Head of Digital Preservation
Associate University Librarian for Discovery and Access
Copyright Advisor and Program Manager
The valuable, and often unique, collections stewarded by research libraries and other memory institutions are critical to successful pedagogy, public policy, economic innovation, and persistence of the cultural record. Widespread access to this material, however, is often restricted due to uncertainty regarding its intellectual property rights status. For example, of the Harvard Library’s 25 million bibliographic items, 7 million have been digitized but only 93,000 are shared through the Digital Public Library of America, even though 3 million items were published or created over 130 years ago and likely in the public domain. The limiting factor to broader release is the constraining nature of manual rights review.
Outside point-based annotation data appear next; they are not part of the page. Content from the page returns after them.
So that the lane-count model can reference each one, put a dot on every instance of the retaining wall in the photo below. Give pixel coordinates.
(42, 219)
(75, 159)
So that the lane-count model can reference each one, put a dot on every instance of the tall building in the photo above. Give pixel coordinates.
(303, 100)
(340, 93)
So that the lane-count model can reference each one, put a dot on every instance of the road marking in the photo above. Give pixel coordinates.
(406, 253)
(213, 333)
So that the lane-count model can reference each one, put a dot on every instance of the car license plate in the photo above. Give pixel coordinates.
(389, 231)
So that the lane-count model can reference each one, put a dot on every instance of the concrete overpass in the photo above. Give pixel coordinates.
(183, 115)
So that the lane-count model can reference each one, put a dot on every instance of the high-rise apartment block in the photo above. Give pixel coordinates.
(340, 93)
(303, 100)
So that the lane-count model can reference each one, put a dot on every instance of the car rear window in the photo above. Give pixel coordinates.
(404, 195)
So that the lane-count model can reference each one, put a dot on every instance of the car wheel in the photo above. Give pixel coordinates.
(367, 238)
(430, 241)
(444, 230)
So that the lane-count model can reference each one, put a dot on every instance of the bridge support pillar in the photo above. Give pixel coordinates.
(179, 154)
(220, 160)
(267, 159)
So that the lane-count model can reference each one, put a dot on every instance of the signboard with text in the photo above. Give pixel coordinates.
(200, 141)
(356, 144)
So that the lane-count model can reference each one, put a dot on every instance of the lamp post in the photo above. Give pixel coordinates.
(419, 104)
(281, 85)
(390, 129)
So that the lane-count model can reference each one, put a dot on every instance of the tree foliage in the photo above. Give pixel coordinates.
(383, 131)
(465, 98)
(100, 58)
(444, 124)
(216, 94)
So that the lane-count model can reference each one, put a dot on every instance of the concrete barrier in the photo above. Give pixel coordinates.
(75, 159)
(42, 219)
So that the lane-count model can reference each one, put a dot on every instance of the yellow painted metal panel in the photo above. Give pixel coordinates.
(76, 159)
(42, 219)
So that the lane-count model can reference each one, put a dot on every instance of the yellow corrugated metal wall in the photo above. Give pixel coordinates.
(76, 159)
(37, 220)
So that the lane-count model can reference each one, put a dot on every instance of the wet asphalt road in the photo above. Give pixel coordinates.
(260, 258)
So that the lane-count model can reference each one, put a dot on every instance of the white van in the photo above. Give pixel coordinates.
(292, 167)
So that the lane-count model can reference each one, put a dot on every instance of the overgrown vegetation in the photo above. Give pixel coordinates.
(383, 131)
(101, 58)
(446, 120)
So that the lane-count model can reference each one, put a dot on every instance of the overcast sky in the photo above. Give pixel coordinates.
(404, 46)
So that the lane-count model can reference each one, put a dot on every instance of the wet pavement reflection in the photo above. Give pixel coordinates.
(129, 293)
This presentation reports on Harvard’s investigation of automated determination of rights status at scale. This process reviews pertinent catalog metadata (publication status/date, individual/corporate authorship, creator birth/death dates, etc.) to assign individual items with rightsstatements.org standardized rights statements. Assessment criteria were developed in collaboration with legal counsel and external consultants and are parameterized so that they can be tailored to institutional risk tolerance profiles. An initial pilot project looking at 60,000 representative items has validated the ability of the algorithmic determination to match that of human review. Confident assignment of collection-wide rights status, particularly regarding public domain status, holds the promise to unlocking significant new bodies of stewarded material for free use and innovative reuse.